Tra l'altro con questa sua posizione Rizzo contraddice in pieno anche l'analisi dell'imperialismo cinese che compare ancora su La Riscossa del 15 aprile 2017 (“Cina e imperialismo, un’analisi storico-economica”, a firma di Lorenzo Vagni), nella quale si mette in rilievo che oggi la Cina soddisfa tutte le condizioni poste da Lenin per definire quando un paese capitalista raggiunge lo stadio dell'imperialismo. Tanto che dopo una disamina storico-politica della restaurazione capitalistica in Cina si arriva a questa significativa affermazione: “È dunque evidente come in Cina il ritorno al capitalismo sia pressoché completo, tutt’al più in una sua variante statalista, ma bisogna prendere in considerazione alcuni dati economici per convincersi del fatto che il paese sia ormai giunto anche alla fase imperialista”.
 

Le due facce dell'imbroglione revisionista
Quindi, cos'è cambiato da allora perché il giudizio di Rizzo sulla Cina sia completamente capovolto? In realtà non è da ora che egli ha compiuto una tale virata di bordo. Già nel settembre del 2019, per esempio, aveva rilasciato un'intervista alla stampa cinese “Sulla Via della Seta e le relazioni italo-cinesi” in cui aveva accreditato la Cina socialimperialista come un autentico paese socialista, sia pure con l'esistenza di alcune “contraddizioni”, ed esaltato come “pacifico” il suo espansionismo economico. Evidentemente con ciò egli mira a conquistare il riconoscimento come interlocutore privilegiato in Italia da parte della cricca revisionista di Xi. La quale a sua volta ha tutto l'interesse ad avere un agente al suo servizio come lui, che curi la sua immagine e i suoi interessi commerciali e politici in Italia. Non a caso la sua recensione, compresa la sua foto con in mano il libro di Xi e sullo sfondo una sua foto con Fidel Castro e un ritratto di Lenin, è stata pubblicata con risalto su due importanti riviste governative cinesi.

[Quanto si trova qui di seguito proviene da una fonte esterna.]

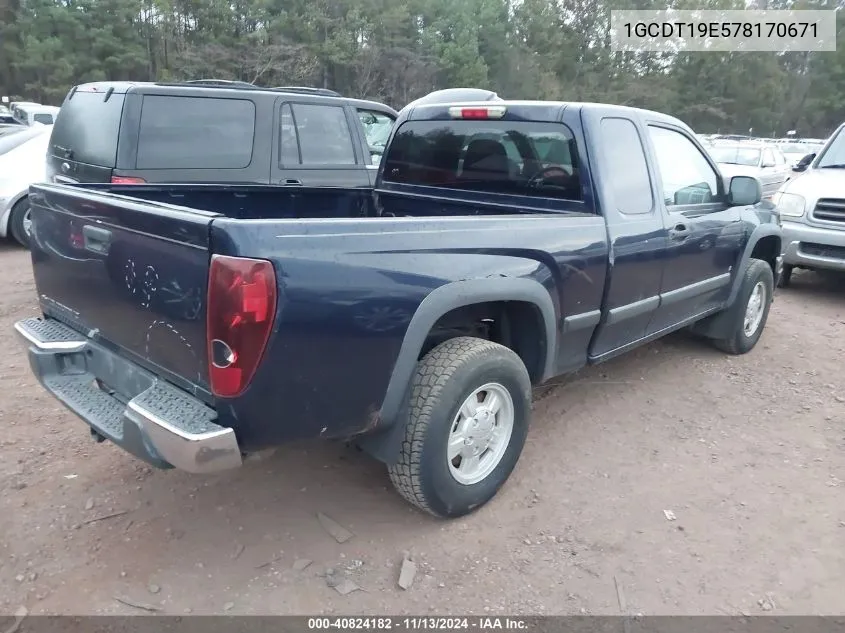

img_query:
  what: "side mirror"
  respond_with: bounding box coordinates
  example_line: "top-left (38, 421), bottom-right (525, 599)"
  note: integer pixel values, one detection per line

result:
top-left (793, 153), bottom-right (815, 172)
top-left (728, 175), bottom-right (762, 206)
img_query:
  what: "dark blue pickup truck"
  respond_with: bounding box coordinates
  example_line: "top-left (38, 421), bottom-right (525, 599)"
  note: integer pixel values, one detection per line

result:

Come tutti gli imbroglioni Rizzo recita due parti in commedia: quella del falso marxista-leninista, che recita di fronte alla sua base e nei consessi internazionali, dove non può negare che la Cina del nuovo imperatore Xi sia un paese capitalista e imperialista, e quella che recita con i suoi padroni revisionisti cinesi, dei quali fa pubblica quanto sfacciata esaltazione e porta avanti gli interessi in Italia.
Lo stesso atteggiamento che questo doppiogiochista tiene con la stampa borghese e le televisioni da cui è spesso invitato, e in certi casi è ospite fisso periodico, come nel TG4 della sera, che offrono una tribuna al suo innocuo e rassicurante comunismo da salotto, e che lui usa per presentarsi come l'unico “vero comunista” rimasto sulla piazza. Mentre non a caso, al PMLI e agli autentici marxisti-leninisti, viene negato sistematicamente ogni accesso ai media borghesi.